A situação teve origem no início da década de 2010, quando a operadora ferroviária Japan Railways planejava fechar pequenas estações rurais devido à queda drástica no número de passageiros. Entre elas estavam estações como Kyu-Shirataki, localizadas em áreas isoladas. No entanto, a decisão foi revista ao se identificar que uma estudante do ensino médio ainda dependia diariamente daquele serviço para chegar à escola.

Para garantir o acesso à educação, a empresa decidiu manter a estação ativa e ajustar a operação dos trens à rotina escolar da jovem. Em alguns dias, apenas dois trens faziam parada no local: um pela manhã, para levá-la às aulas, e outro à tarde, para trazê-la de volta. A operação não era baseada em demanda ou lucro, mas em uma decisão deliberada de manter o serviço por necessidade social.

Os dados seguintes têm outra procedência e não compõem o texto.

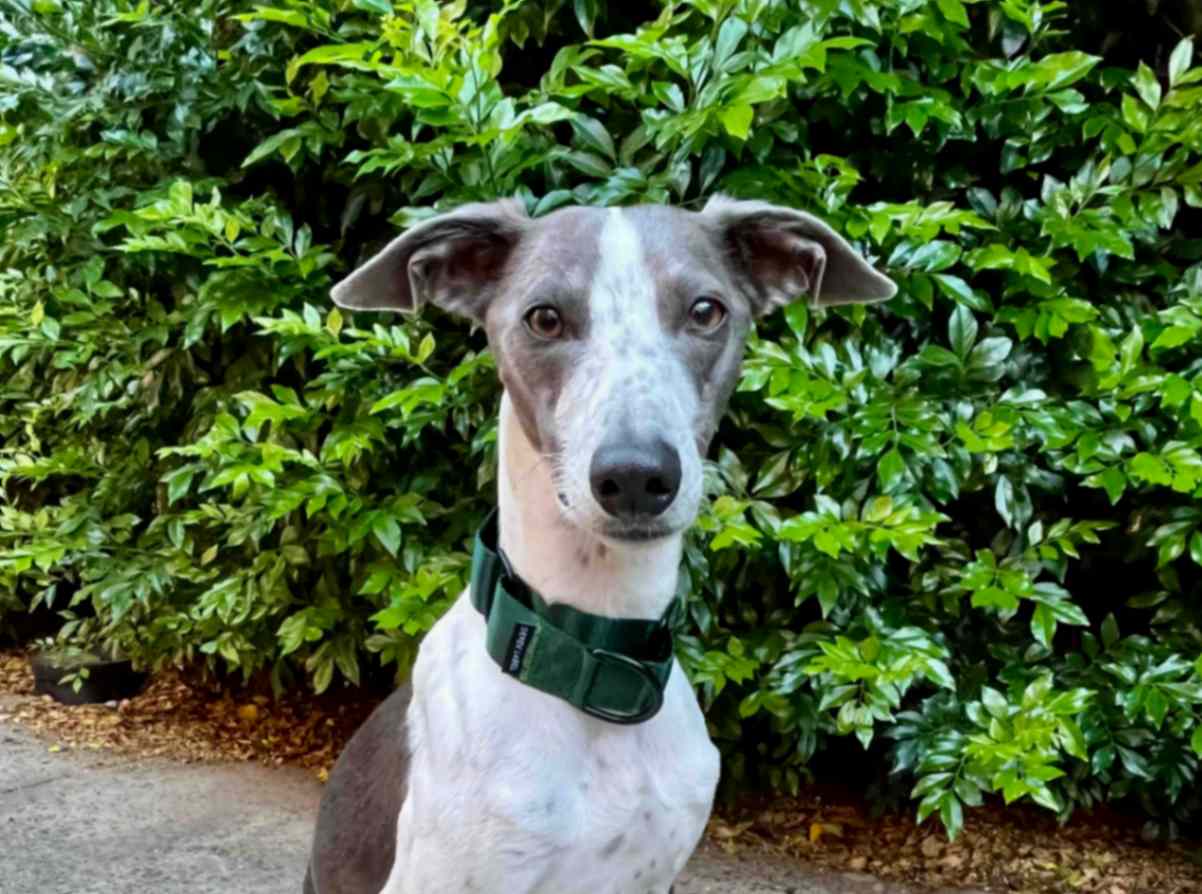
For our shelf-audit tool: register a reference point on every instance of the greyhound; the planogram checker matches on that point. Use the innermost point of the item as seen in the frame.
(618, 335)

A estudante utilizou esse sistema por cerca de três anos consecutivos, até concluir o ensino médio. Sem o trem, ela teria que percorrer mais de uma hora a pé até outra estação, o que inviabilizaria sua rotina escolar. A estrutura ferroviária, portanto, tornou-se essencial para garantir sua permanência nos estudos.

Em março de 2016, após a formatura da aluna, a estação foi finalmente desativada, encerrando um capítulo que se tornou símbolo global de compromisso com o cidadão. O episódio destacou como o transporte público pode ir além da eficiência econômica, atuando como ferramenta de inclusão e garantia de direitos fundamentais.